In fact, the chief executive of Deutsche Wohnen, Michael Zahn, recently offered a similar plan. On June 22, he published a paper that reads like a truce: It includes a proposal to raise rents on a sliding scale based on tenants’ income, along with quotas for low-income families in new apartments. Mr. Zahn explained his plan as a voluntary commitment by the company — which would not be enough. The market does need regulation. Still, it could be a way of restarting the conversation in a debate that has turned to unrealistic, socialist ideas, and it could be a lesson on how radical ideas can fundamentally change a political debate.
The day the Berlin Senate announced the cap plan, I called Rouzbeh Taheri, the activist behind the expropriation initiative. I asked how he felt about his proposal being upstaged by the Senate. A professional campaigner with a long history of activism, he sounded quite content. Though the cap would be insufficient in the long run, he said, he viewed his effort as a success: “Without our initiative, it wouldn’t have come this quickly and neither this radically. We wanted to shift the discourse — and we have reached that goal.”
He is probably right. The expropriation initiative created an extreme but real policy option. As a consequence, the Berlin Senate felt forced to move toward a more radical solution, too. And not long after, one of the largest housing companies in Germany felt it had to come up with its own compromise in response.

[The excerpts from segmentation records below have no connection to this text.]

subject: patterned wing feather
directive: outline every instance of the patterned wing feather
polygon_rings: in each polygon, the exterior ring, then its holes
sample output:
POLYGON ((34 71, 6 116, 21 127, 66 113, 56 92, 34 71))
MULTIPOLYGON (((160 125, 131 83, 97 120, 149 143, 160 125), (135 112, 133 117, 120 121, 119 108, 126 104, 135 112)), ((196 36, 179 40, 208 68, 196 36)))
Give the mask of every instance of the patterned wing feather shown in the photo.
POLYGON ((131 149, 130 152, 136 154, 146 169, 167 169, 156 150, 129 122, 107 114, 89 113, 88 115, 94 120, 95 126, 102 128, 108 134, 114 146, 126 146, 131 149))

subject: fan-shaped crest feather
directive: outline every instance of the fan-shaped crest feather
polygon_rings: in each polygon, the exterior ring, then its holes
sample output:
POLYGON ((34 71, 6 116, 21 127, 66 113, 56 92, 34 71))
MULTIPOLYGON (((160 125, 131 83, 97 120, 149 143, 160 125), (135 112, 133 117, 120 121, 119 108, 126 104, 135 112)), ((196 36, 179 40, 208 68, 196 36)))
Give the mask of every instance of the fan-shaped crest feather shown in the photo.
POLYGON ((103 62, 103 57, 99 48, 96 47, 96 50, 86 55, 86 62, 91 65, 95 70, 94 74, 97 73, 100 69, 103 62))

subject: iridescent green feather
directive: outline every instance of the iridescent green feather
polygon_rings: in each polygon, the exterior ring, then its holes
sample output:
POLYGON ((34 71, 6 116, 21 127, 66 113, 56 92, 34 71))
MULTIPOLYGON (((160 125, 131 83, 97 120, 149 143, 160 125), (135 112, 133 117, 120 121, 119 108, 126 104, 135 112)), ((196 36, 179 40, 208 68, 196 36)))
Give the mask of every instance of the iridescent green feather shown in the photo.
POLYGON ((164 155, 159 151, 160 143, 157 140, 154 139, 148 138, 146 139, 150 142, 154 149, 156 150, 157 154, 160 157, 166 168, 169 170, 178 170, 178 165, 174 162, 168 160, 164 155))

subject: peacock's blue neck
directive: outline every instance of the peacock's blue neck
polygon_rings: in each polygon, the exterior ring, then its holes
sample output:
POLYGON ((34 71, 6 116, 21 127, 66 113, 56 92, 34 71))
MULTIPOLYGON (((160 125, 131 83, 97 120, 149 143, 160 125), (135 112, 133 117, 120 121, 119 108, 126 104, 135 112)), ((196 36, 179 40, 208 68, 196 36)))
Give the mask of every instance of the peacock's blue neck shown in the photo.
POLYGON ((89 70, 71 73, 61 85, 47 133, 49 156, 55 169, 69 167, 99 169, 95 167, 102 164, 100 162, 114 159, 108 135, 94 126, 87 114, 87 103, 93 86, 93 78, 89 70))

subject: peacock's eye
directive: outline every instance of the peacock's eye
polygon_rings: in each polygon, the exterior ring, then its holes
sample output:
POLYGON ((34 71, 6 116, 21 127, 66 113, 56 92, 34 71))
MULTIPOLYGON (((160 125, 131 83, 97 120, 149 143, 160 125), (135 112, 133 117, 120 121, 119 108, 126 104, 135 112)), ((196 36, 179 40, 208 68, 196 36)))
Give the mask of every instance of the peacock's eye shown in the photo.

Cities, like capitalist societies, are living organisms. They grow and change — that’s what’s so fantastic and so horrific about them. To citizens, as well as consumers, cities and capitalism are inspiring and exhausting at the same time.
That’s why this most recent episode in Berlin’s housing saga is so nerve-racking, and so exciting. The crisis is untenable, but so is the idea of capping rents across the board, or having the state take over a large swath of the housing market. Berlin knows firsthand that socialism does not work. But maybe this time, by forcing all the stakeholders to pay attention, socialism will end up saving Berlin after all.